At a crucial moment, he crosses paths with Avery Cross (Bradley Cooper), a young, too-smart-for-his-own-good cop who gets injured in the line of duty. We then follow Avery's story, as he's raised up as a hero as a result of his efforts. His father, a district attorney, encourages Avery to capitalize on the notoriety and transition to a career in politics. Avery soon learns that his decisions open a number of windows of opportunity, while slamming shut several others. The final, most interesting, but also most flawed section of the film jumps in time 15 years to find the two men's sons (played by Dan DeHaan of "Chronicle" and Emory Cohen of TV's "Smash"), now teenagers, as they're beginning to make choices of their own, setting down the paths that will come to define them as they grow into adulthood.

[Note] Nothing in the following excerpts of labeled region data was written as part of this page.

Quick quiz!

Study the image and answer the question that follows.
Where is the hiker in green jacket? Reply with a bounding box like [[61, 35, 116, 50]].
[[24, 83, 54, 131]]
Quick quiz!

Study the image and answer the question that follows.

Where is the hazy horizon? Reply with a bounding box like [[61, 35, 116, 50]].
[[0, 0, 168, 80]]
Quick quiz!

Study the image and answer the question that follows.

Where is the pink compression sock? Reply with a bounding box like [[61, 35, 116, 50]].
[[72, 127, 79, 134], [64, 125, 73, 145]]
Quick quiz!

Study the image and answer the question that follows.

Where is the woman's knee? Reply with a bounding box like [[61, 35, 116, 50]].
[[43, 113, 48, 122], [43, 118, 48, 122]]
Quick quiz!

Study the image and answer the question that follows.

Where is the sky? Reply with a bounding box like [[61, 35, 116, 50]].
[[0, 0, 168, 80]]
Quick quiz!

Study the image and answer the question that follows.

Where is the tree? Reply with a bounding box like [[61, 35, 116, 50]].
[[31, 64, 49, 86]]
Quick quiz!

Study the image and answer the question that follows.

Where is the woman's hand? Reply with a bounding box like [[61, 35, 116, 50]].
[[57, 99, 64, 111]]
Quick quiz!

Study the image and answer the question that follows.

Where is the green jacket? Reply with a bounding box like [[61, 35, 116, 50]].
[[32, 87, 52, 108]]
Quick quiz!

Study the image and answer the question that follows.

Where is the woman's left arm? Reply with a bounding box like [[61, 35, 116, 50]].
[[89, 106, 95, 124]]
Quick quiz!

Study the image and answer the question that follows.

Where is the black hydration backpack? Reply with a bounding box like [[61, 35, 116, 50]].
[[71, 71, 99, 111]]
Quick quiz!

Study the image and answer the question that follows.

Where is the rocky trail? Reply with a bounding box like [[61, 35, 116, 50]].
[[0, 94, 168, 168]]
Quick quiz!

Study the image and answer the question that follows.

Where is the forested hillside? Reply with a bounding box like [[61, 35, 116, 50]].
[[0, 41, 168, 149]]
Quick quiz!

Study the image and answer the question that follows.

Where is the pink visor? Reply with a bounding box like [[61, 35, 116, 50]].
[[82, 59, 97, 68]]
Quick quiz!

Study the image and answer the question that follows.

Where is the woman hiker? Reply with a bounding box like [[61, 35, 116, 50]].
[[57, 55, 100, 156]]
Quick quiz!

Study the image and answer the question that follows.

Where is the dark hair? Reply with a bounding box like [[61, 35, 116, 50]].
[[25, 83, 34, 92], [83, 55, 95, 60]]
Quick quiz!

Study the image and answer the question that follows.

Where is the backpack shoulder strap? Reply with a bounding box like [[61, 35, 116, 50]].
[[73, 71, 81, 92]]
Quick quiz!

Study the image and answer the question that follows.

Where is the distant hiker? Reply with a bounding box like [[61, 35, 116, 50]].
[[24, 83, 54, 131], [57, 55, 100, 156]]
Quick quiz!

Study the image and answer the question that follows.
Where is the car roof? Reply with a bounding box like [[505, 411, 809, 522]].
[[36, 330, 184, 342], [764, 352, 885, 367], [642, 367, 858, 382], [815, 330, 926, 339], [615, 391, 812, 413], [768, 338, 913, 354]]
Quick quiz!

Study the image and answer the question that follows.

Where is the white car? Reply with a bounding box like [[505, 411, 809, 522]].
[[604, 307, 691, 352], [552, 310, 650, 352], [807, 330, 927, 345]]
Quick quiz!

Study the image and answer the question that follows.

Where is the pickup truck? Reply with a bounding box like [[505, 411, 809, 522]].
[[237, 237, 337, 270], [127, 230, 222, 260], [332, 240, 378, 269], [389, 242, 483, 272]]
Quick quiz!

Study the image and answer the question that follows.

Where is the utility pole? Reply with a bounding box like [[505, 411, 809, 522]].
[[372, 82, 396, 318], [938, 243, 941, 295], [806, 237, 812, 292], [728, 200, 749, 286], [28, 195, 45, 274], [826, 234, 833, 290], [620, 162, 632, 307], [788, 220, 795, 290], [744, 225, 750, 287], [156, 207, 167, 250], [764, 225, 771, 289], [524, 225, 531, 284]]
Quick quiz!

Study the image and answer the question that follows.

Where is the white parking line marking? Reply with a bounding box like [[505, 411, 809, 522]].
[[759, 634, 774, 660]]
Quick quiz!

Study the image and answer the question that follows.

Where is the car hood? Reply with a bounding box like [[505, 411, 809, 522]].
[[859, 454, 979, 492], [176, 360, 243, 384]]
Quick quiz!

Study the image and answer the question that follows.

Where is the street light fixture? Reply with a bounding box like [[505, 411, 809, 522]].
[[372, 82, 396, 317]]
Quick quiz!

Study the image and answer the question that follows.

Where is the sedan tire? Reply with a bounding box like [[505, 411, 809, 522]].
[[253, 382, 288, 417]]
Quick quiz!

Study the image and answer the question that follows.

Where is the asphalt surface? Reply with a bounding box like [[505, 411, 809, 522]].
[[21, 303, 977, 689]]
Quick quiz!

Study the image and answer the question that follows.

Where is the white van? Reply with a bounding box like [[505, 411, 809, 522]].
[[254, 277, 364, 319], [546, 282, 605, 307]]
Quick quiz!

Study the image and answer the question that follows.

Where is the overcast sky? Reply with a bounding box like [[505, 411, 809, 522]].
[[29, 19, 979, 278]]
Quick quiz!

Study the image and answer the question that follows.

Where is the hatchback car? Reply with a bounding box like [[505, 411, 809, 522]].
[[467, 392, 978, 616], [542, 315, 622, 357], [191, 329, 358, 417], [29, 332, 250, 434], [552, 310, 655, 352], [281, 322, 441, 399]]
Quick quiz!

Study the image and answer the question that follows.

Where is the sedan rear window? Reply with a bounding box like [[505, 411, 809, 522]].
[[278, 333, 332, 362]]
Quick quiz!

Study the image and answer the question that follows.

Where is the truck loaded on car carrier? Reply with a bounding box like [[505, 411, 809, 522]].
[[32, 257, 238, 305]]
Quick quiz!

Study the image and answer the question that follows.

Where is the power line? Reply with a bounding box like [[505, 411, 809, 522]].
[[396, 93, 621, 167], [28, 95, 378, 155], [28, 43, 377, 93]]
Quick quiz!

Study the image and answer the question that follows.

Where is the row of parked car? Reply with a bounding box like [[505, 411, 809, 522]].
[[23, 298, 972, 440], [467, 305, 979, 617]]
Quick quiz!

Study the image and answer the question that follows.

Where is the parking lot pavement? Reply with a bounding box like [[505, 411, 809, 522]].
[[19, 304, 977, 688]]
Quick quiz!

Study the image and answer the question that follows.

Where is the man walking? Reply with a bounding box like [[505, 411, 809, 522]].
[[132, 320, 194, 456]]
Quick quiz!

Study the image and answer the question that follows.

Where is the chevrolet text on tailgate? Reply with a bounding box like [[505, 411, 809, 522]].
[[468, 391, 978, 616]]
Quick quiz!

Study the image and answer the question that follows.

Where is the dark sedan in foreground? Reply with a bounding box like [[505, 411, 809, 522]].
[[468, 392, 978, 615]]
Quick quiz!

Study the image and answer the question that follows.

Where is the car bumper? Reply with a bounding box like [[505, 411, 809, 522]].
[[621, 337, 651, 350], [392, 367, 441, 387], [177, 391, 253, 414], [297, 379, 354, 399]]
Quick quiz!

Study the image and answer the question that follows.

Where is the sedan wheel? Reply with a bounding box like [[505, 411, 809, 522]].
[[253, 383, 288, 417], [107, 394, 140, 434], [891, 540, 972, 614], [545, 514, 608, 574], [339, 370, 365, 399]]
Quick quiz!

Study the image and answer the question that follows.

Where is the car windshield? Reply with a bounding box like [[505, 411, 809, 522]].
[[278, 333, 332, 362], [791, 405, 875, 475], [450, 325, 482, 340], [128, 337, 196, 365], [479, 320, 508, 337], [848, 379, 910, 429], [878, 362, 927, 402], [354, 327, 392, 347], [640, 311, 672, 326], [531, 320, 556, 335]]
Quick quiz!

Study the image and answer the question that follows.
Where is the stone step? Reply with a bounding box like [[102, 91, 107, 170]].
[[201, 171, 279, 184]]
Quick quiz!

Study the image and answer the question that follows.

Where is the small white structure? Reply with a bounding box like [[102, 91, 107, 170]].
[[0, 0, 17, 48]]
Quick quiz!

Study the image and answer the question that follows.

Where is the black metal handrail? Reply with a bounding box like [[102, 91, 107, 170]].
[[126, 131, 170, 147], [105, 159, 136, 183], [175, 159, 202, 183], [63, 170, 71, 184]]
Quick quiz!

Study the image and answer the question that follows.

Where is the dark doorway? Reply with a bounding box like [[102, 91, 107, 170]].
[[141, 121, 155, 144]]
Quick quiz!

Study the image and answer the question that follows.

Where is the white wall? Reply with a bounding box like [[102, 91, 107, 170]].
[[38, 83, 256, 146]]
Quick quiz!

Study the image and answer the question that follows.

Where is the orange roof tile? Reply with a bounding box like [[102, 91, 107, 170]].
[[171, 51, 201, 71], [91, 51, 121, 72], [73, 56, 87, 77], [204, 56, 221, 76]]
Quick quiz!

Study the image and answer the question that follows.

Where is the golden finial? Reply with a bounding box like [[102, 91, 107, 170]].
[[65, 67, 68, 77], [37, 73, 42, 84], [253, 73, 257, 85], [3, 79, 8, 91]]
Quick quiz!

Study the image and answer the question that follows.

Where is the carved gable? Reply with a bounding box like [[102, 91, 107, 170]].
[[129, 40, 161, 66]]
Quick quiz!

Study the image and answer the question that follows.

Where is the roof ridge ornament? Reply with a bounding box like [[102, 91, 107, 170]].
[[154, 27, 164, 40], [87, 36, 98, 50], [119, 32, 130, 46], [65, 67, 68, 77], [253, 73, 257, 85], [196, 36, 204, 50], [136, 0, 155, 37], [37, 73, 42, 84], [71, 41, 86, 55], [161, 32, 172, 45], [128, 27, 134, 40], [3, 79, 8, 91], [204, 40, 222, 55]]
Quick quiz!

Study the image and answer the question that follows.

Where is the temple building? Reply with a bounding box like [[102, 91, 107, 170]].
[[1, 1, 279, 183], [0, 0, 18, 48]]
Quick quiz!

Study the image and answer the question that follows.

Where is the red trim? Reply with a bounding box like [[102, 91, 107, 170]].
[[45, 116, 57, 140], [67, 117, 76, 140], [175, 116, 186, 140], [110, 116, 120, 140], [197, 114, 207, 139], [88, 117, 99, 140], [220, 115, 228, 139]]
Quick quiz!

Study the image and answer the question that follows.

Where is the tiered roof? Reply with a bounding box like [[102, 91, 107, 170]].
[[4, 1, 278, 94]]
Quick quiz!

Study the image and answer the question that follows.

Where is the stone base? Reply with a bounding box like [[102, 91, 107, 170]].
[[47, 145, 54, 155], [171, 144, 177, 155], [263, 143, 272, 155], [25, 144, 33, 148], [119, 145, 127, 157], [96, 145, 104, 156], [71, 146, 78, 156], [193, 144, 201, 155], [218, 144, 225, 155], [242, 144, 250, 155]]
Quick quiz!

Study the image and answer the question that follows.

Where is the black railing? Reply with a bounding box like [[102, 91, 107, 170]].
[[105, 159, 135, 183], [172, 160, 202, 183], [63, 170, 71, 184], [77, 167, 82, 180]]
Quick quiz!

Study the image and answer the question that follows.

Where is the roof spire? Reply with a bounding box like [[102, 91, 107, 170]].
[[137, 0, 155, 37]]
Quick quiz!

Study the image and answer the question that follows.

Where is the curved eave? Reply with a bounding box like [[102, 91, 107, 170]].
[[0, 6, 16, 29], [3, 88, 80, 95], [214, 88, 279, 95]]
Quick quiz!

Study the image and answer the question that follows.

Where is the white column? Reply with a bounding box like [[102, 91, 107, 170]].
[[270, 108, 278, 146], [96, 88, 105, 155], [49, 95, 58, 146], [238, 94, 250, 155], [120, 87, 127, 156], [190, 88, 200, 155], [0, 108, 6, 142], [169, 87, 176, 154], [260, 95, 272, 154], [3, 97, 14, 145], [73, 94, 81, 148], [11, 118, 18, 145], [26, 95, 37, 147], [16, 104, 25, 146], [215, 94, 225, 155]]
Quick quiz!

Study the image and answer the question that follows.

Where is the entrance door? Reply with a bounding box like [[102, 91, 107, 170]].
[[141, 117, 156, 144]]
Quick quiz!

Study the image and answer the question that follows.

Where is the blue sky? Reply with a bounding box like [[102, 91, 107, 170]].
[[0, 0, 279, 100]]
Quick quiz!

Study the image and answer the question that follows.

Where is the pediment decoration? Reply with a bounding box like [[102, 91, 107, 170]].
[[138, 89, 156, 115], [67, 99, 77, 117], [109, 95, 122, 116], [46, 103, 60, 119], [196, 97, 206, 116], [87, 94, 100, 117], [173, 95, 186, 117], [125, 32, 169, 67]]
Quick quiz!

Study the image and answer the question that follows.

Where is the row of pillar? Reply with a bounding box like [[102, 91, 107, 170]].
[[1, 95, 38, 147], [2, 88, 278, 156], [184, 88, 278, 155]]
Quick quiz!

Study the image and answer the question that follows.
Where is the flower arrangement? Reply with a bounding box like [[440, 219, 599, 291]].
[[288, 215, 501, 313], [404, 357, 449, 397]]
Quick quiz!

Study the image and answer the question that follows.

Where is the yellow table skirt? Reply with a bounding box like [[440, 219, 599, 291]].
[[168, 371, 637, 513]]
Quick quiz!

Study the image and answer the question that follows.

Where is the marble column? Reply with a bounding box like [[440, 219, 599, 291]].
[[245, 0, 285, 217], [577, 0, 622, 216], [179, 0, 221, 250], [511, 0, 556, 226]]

Cianfrance's previous film was "Blue Valentine," an intimate drama observing the slow implosion of the relationship between a married couple, played by Ryan Gosling and Michelle Williams, and the director has a gift for getting rich, textured performances from his actors. Here he's telling a much bigger story, admirable in its ambition and scope. Gosling gives another great performance as the stoic, brooding type that he's so good at playing, and his segment is the strongest of the film. The characterization is so sharply drawn and richly detailed that it's a little disappointing that the story loses some of its focus as it moves forward. It balances this out, however, by becoming increasingly thrilling as its ambition becomes more apparent.

"The Place Beyond the Pines" has a scruffy sort of beauty to it, and while it ultimately offers no thesis to the story it weaves, I was OK with that. Perhaps the highest praise I can give the film is to say that the point at which the movie ends could easily mark the beginning to another that I'd gladly buy a ticket to see.